Los Angeles Times

Mortgage interest rates are rising. If you’re looking at adjustable-rate loans, know the risks

A home for sale on Tuesday, Feb. 8, 2022, in Inglewood, California.

A few years after risky mortgages and related investments led to a global financial collapse, the Federal Reserve put out a handbook to help consumers make smarter choices about their home loan options. The focus was on adjustable-rate mortgages, whose exotic variants were among the prime culprits in the meltdown.

“To compare two ARMs or to compare an ARM with a fixed-rate mortgage,” the handbook states, “you need to know about indexes, margins, discounts, caps on rates and payments, negative amortization, payment options, and recasting (recalculating) your loan.”

Wait, what?

In plain English, the Fed was cautioning home buyers that it’s harder to predict the cost of an adjustable-rate mortgage than a plain vanilla fixed-rate mortgage.
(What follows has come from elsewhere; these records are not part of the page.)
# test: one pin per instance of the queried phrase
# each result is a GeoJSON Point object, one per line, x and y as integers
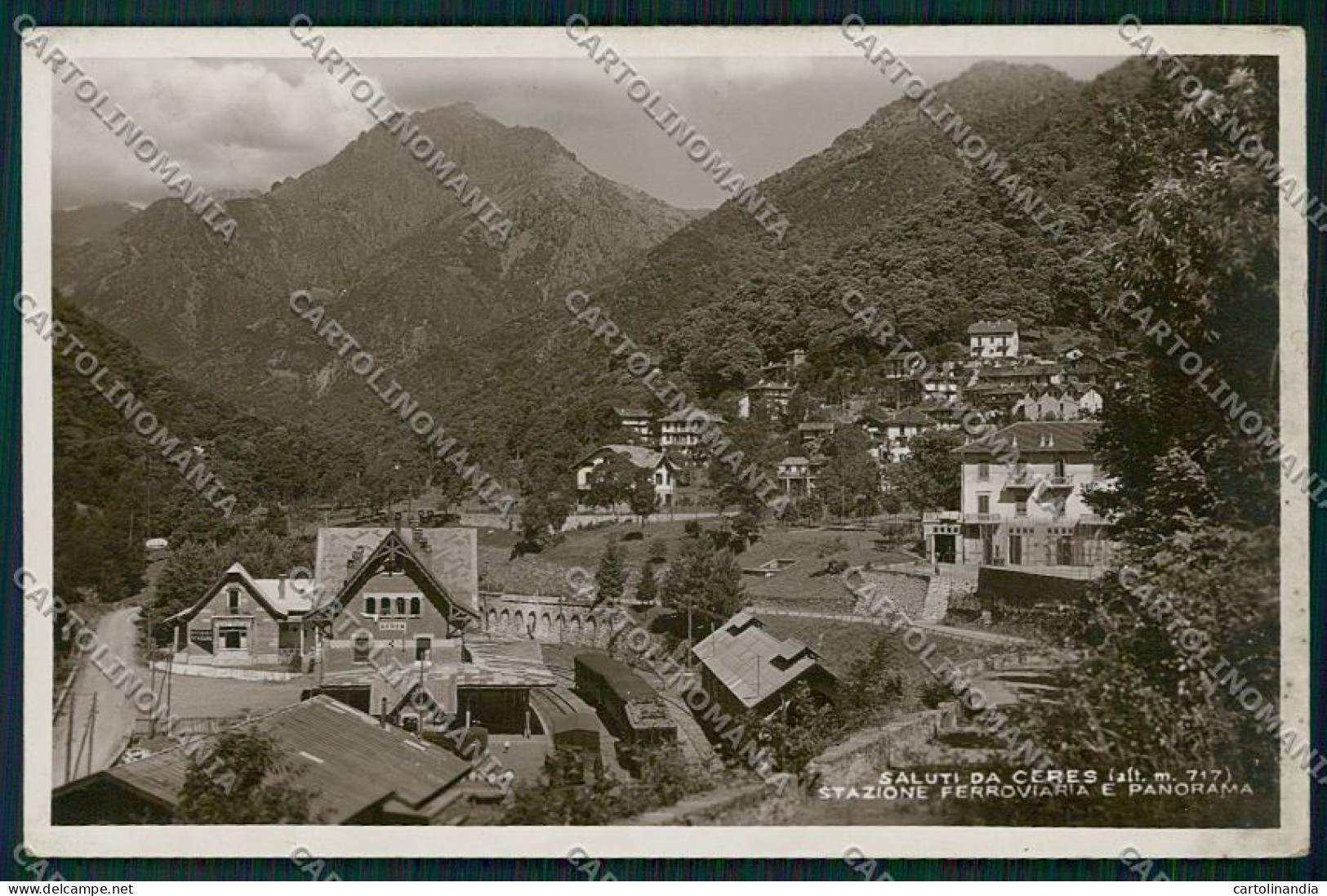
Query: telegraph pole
{"type": "Point", "coordinates": [91, 732]}
{"type": "Point", "coordinates": [69, 734]}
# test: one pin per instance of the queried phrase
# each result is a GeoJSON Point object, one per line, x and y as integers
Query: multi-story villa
{"type": "Point", "coordinates": [1030, 513]}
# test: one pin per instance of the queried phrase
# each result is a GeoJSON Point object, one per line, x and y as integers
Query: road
{"type": "Point", "coordinates": [114, 715]}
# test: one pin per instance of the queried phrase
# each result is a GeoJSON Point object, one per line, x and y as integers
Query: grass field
{"type": "Point", "coordinates": [806, 583]}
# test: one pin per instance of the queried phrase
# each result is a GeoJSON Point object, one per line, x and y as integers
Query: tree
{"type": "Point", "coordinates": [875, 684]}
{"type": "Point", "coordinates": [243, 781]}
{"type": "Point", "coordinates": [849, 479]}
{"type": "Point", "coordinates": [611, 482]}
{"type": "Point", "coordinates": [799, 730]}
{"type": "Point", "coordinates": [611, 577]}
{"type": "Point", "coordinates": [746, 530]}
{"type": "Point", "coordinates": [647, 592]}
{"type": "Point", "coordinates": [543, 514]}
{"type": "Point", "coordinates": [640, 496]}
{"type": "Point", "coordinates": [568, 794]}
{"type": "Point", "coordinates": [707, 582]}
{"type": "Point", "coordinates": [930, 475]}
{"type": "Point", "coordinates": [1195, 501]}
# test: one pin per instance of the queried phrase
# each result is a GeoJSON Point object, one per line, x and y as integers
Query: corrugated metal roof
{"type": "Point", "coordinates": [619, 676]}
{"type": "Point", "coordinates": [344, 757]}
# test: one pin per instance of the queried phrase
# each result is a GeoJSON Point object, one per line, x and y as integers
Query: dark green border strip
{"type": "Point", "coordinates": [1310, 15]}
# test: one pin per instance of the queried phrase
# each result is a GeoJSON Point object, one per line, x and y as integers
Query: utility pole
{"type": "Point", "coordinates": [69, 733]}
{"type": "Point", "coordinates": [689, 631]}
{"type": "Point", "coordinates": [91, 732]}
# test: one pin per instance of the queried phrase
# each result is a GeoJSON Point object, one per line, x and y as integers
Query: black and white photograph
{"type": "Point", "coordinates": [838, 441]}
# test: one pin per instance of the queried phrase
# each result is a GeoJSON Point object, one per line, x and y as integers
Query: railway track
{"type": "Point", "coordinates": [690, 737]}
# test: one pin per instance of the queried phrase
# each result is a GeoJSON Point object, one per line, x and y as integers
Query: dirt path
{"type": "Point", "coordinates": [116, 715]}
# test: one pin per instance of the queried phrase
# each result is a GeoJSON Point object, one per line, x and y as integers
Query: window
{"type": "Point", "coordinates": [361, 647]}
{"type": "Point", "coordinates": [234, 637]}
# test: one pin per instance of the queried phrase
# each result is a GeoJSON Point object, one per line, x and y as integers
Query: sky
{"type": "Point", "coordinates": [247, 123]}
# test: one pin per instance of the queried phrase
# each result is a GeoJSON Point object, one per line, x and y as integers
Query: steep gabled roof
{"type": "Point", "coordinates": [280, 598]}
{"type": "Point", "coordinates": [442, 563]}
{"type": "Point", "coordinates": [636, 454]}
{"type": "Point", "coordinates": [751, 662]}
{"type": "Point", "coordinates": [1031, 437]}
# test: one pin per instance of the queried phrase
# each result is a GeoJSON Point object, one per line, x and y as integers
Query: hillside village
{"type": "Point", "coordinates": [502, 668]}
{"type": "Point", "coordinates": [929, 584]}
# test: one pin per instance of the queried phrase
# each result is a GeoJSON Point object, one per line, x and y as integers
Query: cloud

You have to understand not just your current payments but also how the lender will calculate the amount you will pay after the interest rate starts to adjust. You also have to understand how the principal amount you owe may grow instead of shrink, and what your potential offramps might be.

It’s a lot to think about, which is one reason consumers flocked to simpler fixed-rate mortgages as the interest rate for 30-year fixed mortgages fell from about 6.5% at the height of the last recession to 2.7% in December 2020.